That article was dated 6 years ago so I don't know if Kaspersky is still
using ADS to store its checksums to short-circuit later scans.
The OP just wanted some way to store information with his mpg files.
ADS can do that.
Yes, ADS is "some way". It's not a good stable way except within the
same file system on a host. Files that carry along their own metadata
do that for a reason: the metadata remains intact *in* the file no
matter where the file gets copied.
After over a decade of availability of NTFS with its ADS feature (to
support forked file content), Microsoft still fails to provide an easy
means for users to see if there is an alternate data stream on a file
and what it contains. Windows Explorer has yet to even indicate there
is a non-empty ADS attached to a file.
I agree with you. I guess the best way to get round the problem is to
copy the file to a FAT32 disk, which would strip off any ADS from the
file, then copy the file back to your NTFS disk.
But if you know about ADS (which is required for you to doing the
"strip" by copying between different file systems) then you also know
there are 3rd party tools to manage the ADS. Rather than produce a 2nd
generation copy of a file to get rid of its ADS, use a tool to just
strip the ADS without touching the primary stream.
Not sure what you mean by this. I would assume that the OP would name
the ADS file in the same way any normal file would be named. Even if
the ADS file name had been forgotten, use of something like LADS would
reveal it.
The OP would have to design some template for the data he stores in the
ADS for all his media files. Then there be a uniform layout to that
data so it is recognizable every time he looks at the ADS for each file.
He could make it free-format but he will have to read it himself versus
using it to monitor or control his media files.
Plus the OP will need to provide a means of editing the file, attaching
it as an ADS, and then later extracting the ADS and open in the editor
again.
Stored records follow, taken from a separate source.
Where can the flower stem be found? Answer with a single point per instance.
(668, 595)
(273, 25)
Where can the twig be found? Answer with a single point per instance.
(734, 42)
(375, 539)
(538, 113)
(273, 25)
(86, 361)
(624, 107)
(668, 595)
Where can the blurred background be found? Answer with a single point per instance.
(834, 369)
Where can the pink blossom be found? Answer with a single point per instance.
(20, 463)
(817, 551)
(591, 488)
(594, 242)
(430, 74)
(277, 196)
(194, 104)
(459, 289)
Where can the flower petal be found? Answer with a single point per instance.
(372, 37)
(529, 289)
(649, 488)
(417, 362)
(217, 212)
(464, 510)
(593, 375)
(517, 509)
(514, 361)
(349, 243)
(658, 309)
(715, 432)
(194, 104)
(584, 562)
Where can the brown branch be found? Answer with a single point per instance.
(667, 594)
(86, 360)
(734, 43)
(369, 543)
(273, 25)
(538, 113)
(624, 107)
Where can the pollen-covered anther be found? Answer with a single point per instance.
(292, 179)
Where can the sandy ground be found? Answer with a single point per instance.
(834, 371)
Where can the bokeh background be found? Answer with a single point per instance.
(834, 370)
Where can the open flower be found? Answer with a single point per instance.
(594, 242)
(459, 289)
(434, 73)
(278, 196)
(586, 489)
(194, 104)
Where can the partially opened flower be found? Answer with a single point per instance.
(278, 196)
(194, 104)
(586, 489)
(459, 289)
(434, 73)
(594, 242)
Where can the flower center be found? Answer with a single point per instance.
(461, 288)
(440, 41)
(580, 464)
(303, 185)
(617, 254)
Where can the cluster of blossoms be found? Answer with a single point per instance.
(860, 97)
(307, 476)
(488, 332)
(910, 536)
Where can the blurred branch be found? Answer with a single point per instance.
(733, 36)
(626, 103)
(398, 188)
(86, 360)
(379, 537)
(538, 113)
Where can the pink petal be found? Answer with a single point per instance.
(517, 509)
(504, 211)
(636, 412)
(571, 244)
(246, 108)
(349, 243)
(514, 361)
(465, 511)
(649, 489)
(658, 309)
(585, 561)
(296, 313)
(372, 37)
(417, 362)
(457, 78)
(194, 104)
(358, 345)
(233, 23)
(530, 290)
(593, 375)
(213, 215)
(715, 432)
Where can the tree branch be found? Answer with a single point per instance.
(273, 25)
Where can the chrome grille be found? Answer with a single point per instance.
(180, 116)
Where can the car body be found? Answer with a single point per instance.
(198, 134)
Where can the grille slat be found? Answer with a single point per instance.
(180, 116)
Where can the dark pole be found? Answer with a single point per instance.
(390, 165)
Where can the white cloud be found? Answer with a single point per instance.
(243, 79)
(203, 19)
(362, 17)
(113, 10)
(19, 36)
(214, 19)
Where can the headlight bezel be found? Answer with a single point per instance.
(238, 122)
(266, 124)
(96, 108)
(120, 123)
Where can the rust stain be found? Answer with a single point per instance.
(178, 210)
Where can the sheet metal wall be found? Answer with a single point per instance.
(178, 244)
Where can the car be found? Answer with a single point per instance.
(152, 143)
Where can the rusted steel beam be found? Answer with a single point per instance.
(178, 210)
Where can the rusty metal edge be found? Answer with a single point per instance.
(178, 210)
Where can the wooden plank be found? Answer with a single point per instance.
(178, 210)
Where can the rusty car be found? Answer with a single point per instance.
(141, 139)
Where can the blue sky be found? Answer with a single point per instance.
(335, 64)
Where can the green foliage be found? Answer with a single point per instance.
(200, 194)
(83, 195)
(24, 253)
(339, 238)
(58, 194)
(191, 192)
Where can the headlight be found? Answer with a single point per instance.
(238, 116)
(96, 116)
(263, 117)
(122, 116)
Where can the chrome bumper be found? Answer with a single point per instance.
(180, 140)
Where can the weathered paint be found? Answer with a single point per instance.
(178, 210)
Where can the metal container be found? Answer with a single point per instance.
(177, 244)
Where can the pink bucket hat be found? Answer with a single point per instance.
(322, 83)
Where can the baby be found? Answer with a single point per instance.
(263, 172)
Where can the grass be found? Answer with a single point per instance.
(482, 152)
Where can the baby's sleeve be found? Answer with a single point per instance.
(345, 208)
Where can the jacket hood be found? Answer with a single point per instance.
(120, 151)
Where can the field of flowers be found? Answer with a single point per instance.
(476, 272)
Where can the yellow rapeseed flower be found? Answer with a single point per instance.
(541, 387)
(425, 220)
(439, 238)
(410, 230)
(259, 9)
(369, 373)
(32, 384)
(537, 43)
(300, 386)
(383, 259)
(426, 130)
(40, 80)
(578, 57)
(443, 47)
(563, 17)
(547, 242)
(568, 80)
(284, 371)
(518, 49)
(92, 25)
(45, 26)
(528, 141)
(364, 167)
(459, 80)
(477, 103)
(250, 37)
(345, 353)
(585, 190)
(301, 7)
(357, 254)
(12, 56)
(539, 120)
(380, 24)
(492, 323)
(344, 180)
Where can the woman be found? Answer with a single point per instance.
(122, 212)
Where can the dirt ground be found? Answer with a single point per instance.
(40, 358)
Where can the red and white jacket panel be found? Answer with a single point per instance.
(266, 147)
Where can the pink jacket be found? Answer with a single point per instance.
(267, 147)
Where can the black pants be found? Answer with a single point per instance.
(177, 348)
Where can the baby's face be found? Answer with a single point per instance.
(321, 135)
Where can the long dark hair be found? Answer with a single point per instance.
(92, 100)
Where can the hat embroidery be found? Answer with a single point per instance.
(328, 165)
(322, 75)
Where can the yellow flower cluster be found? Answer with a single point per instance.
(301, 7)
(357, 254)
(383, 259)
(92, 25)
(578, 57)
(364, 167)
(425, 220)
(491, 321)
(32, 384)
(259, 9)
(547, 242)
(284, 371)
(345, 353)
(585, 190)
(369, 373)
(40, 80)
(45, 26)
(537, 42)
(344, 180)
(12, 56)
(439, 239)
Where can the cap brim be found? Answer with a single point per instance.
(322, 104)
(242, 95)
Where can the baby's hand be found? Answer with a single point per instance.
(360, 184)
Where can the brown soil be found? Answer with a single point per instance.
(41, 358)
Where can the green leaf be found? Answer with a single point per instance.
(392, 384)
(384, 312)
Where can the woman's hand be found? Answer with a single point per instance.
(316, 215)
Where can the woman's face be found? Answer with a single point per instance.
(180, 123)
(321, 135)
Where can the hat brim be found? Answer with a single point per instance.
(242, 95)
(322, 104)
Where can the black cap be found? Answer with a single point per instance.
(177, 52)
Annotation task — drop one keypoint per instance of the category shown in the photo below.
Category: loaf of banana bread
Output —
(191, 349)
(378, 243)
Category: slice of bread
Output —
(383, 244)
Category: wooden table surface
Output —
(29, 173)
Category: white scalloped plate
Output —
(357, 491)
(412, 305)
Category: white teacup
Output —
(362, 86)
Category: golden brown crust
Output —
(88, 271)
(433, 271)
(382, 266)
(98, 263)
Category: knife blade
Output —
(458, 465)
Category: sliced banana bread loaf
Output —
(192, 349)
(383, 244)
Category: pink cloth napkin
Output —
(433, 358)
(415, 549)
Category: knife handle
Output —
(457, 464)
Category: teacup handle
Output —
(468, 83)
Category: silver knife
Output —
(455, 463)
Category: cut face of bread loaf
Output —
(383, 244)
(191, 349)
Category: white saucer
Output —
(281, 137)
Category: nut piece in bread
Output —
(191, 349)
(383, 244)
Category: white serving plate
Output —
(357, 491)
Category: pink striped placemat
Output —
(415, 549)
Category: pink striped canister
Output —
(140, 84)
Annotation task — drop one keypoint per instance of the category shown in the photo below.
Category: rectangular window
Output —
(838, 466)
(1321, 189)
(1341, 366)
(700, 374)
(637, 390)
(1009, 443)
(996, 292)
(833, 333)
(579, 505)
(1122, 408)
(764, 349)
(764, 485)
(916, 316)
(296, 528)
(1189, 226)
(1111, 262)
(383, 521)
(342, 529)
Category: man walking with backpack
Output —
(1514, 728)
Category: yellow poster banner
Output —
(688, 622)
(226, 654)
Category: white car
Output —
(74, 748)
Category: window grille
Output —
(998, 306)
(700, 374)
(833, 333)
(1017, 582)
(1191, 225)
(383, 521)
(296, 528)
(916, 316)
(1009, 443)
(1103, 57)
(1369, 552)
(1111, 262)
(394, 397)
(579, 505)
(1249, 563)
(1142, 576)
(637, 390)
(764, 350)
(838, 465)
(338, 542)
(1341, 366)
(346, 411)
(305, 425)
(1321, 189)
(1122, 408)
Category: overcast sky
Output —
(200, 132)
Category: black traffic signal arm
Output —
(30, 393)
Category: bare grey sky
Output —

Yes, that can be done but it isn't a simple setup. It certainly
won't be any information that the OP will see as a column in Windows
Explorer or as data presented in the Properties sheet for a file (but
then not all metadata can be presented there, anyway).
For EXIF, there are many 3rd party viewers that can be easily used to
view the metadata. I haven't bothered to investigate if there is an
all-in-one metadata viewer that will show metadata for all filetypes
(that support metadata). It also appears the OP wants to edit the
metadata. For some filetypes, editing is easy but for some a change in
metadata means reencoding the file. The MPG files the OP asked about
don't have metadata in them.
I have seen programs that provide additional info on files. They run as
a background process. For a file, you use this other software to add
notes or comments for the file. Then later you can review those notes.
Alas, I've never bothered to use such file tracking software to add
comments to them so someone else would have to comment on such software.